Abstract
Assessment of the peripheral nervous system (PNS) tissues during animal toxicity studies generally is included within guiding documents issued by regulatory agencies of individual nations (eg, US Environmental Protection Agency, US Food and Drug Administration) and multinational federations (eg, European Medicines Agency) as well as international cooperative efforts (eg, International Council for Harmonisation of Technical Requirements for Pharmaceuticals for Human Use, Organisation for Economic Co-operation and Development). The present list of major regulatory guiding documents categorizes recommendations from around the world for sampling and processing PNS tissues (nerves and ganglia) for general animal toxicity studies (ie, where neurotoxicity is not expected) and specialized neurotoxicity studies (ie, where neurotoxicity is anticipated or known to occur). In general, regulatory guidelines call for collection of one or more sensorimotor nerves (usually the sciatic trunk and its branches), though details vary among agencies. Regulatory guiding documents represent a “starting point,” after which additional PNS samples and/or special methods may be implemented at the applicant’s discretion. Best practice recommendations for PNS sampling and processing in animal toxicity studies endorsed by multiple global societies of toxicologic pathology encompass and expand on existing regulatory guidelines.

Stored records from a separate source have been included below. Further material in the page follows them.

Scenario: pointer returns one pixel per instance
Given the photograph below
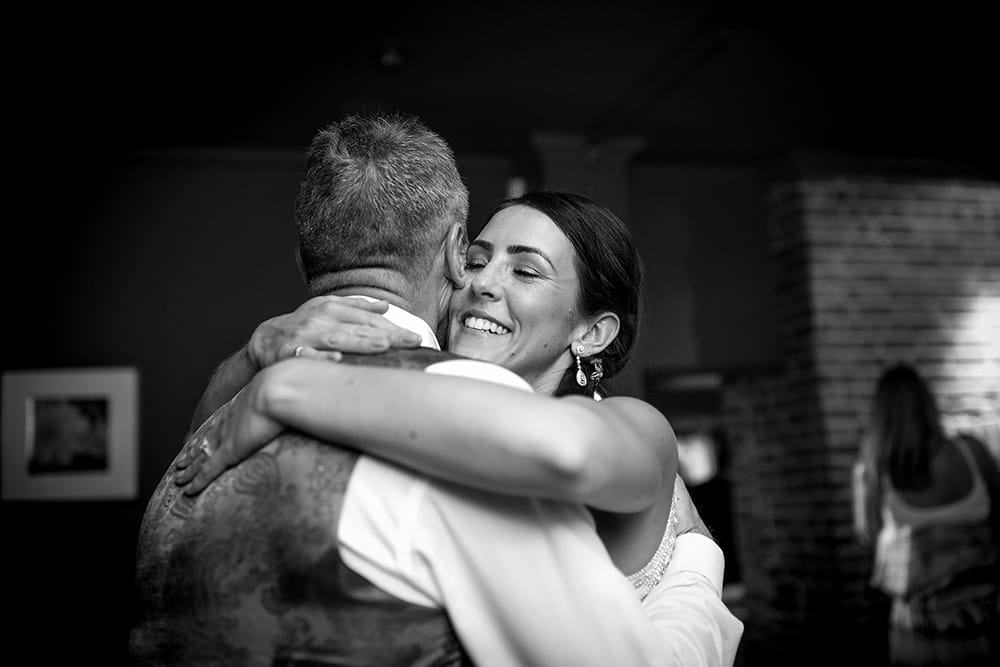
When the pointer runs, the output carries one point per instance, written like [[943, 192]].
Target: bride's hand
[[325, 326], [235, 432]]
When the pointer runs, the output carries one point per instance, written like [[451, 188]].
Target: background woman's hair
[[905, 427], [608, 266]]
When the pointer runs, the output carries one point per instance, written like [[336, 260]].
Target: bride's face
[[519, 308]]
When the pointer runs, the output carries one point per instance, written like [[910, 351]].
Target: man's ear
[[601, 332], [456, 250]]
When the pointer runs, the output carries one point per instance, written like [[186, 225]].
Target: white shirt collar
[[408, 320]]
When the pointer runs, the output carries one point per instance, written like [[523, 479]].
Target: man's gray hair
[[379, 191]]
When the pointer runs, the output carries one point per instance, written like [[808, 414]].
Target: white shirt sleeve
[[686, 606]]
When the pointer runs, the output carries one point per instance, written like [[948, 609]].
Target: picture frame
[[70, 434]]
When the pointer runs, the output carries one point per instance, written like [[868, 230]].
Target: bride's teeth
[[482, 324]]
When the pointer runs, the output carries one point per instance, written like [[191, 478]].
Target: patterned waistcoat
[[249, 572]]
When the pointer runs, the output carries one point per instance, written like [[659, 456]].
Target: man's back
[[249, 572]]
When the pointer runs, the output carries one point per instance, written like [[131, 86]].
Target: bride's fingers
[[208, 471]]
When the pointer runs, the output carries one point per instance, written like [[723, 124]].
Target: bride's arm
[[610, 454], [321, 328]]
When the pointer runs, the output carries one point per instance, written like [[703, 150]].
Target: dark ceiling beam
[[632, 107]]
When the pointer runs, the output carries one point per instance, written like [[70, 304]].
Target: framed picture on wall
[[70, 434]]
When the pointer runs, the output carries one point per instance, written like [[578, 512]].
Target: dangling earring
[[596, 376]]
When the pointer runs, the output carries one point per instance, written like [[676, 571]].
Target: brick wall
[[872, 269]]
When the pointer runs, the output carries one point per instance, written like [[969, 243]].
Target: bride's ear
[[601, 332], [456, 250]]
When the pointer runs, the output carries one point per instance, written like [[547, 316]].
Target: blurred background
[[815, 193]]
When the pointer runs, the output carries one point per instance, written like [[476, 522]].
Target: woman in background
[[923, 500]]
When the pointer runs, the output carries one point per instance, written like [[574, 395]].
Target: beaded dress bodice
[[649, 576]]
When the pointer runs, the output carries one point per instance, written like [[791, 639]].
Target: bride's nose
[[485, 284]]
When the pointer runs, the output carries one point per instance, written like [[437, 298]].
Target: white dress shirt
[[526, 581]]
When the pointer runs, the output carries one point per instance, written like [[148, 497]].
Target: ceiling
[[699, 82]]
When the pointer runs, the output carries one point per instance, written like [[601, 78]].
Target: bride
[[553, 294]]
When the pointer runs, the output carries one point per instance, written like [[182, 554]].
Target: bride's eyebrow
[[512, 250], [518, 249]]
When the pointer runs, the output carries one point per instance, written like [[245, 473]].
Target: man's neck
[[379, 284]]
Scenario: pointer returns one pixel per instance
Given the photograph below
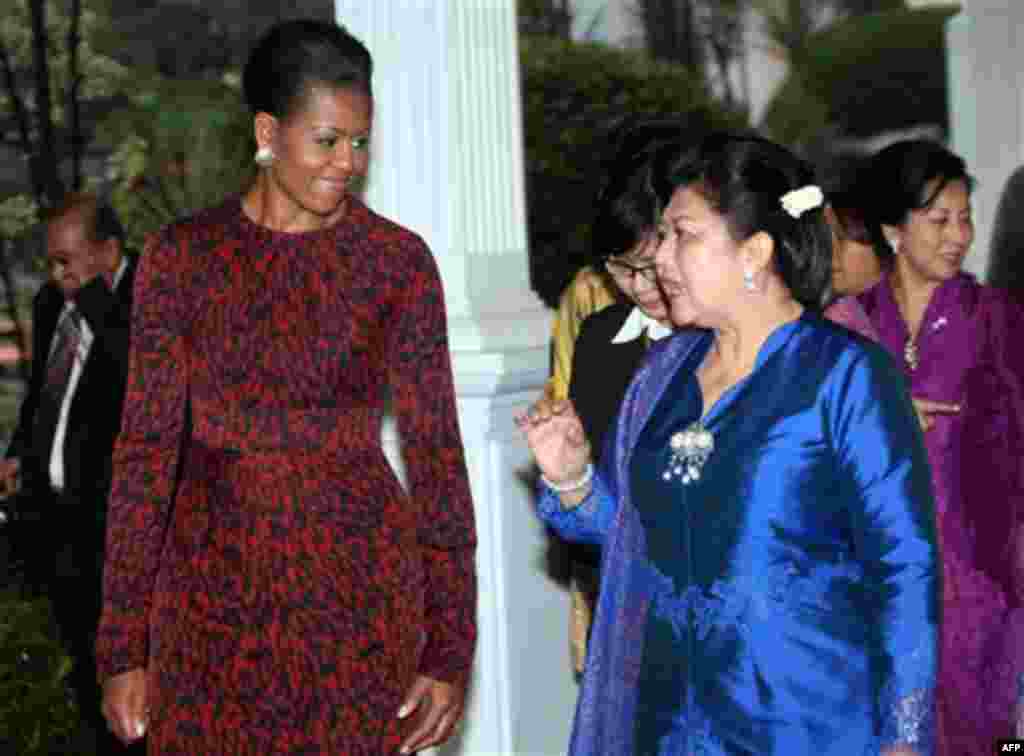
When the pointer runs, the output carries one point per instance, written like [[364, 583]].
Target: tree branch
[[46, 157], [22, 118], [74, 105]]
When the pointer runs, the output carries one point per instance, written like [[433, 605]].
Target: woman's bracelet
[[565, 488]]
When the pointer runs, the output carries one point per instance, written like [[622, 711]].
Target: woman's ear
[[893, 235], [265, 130], [757, 252]]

The peripheral nervous system (PNS) consists of parallel nerve conduits serving to explore and respond to stimuli in the external (sensorimotor arm) and internal (autonomic arm, consisting of enteric, parasympathetic and sympathetic divisions) environments. Each part of the PNS comprises a series of nerves and ganglia that connect to the central nervous system (CNS), chiefly to the spinal cord but in some cases to the base of the brain. The fact that each of these PNS domains possesses unique anatomic, functional, and molecular attributes ensures that PNS neuropathologic evaluation is complex in terms of both study design and study conduct. Ideal preservation and preparation of PNS tissues both require many special techniques and highly trained, experienced technical staff.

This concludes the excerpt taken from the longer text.